As an illustration, I was testing a particular use whereby a patient would carry a flash drive containing his personal healthcare record to a physician, who enters vitals, and other observations and transmits that in the form of a medical summary note to a specialist. The specialist then sends back his observations to the physician, who stores all the information, including new medications and findings in the patient's personal health record. These transactions cross boundaries of five systems from different vendors using a data registry, repository and patient identification system of yet another vendor.
Amazingly, it all worked, but as with so many standards, the devil is always in the details. To exchange information such as a ED report between a physician and a specialist is not that hard, but to make sure all these systems use the same document templates in exactly the same manner, and even more importantly, use the same vocabulary and codes is going to be a major challenge. It will take an enormous amount of testing and validation on a very detailed level to make sure that all the information is exchanged in the way it is intended. To illustrate the degree of difficulty, imagine exchanging data from one hospital using the ICD-9 coding to encode diagnosis, with another one using ICD-10, and yet another using a local extension.
With regard to consistent terminology, we are just scratching the surface in radiology right now as we try to organize images on a viewing station from an imported patient CD in the same manner as the new exams, using a different study series and protocol descriptions.
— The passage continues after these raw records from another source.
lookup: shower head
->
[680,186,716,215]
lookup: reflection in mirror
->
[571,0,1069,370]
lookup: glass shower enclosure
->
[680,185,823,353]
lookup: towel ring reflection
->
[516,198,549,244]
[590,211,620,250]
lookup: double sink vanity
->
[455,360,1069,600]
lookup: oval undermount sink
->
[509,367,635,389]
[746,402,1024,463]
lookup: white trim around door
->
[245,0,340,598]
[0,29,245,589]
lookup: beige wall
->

It was good to see the involvement during the testing of many PACS administrators as monitors for the IHE event. In my opinion this experience will be an invaluable resource as we tackle these interoperability problems. The issues will be very similar, albeit on a much larger scale, as we begin to develop interaction between personal health systems, multiple institutions and local and federal health care entities, all providing directory and patient identification services.
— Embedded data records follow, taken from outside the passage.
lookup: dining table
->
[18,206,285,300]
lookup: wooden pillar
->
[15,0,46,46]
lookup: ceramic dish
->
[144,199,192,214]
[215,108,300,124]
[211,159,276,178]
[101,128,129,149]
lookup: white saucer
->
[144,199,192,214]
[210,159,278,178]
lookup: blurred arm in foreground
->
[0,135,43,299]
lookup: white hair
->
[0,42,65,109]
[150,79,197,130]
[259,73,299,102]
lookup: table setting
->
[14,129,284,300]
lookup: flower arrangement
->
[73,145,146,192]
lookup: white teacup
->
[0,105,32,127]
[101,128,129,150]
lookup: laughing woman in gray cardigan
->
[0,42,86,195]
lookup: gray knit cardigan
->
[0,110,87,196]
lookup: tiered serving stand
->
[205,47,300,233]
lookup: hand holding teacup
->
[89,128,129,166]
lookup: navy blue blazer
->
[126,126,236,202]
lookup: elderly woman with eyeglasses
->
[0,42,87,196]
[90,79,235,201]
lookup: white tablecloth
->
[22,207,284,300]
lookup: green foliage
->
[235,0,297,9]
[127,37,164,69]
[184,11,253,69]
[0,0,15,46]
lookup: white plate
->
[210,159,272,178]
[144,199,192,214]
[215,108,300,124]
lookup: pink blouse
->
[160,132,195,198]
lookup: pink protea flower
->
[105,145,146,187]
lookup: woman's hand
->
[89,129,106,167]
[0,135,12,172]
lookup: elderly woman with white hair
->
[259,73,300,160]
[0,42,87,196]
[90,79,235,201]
Another area to watch is Canada as they organize their healthcare management and storage systems on a province-wide (similar to state) basis. I was pleasantly surprised to find that they are already planning to implement some of the IHE documentation and imaging across enterprise profiles as early as this year. There are obviously many disadvantages of a federally organized healthcare system, but no one can deny that the implementation and sharing of images and documents is a major advantage, which can easily be achieved at this level. The same applies for the institutions of the US Veterans Affairs as they have implemented the most comprehensive electronic health record in their 170 hospitals and more than 1,000 clinics and nursing homes. They have documented billions of dollars of savings through the use of this technology.
Overall, the IHE "Connectathon" provided a good picture of what is coming: an environment whereby healthcare IT standards and profiles provide an excellent framework to integrate multiple systems from many vendors to achieve higher efficiency and better patient care. The complexity of integrating these far exceeds what we have done to date, as we need to go beyond radiology to other specialties and outside institutions. It will be quite a challenge, but by drawing on our experience with integrating imaging and facilitating workflow, we should be able to meet this challenge.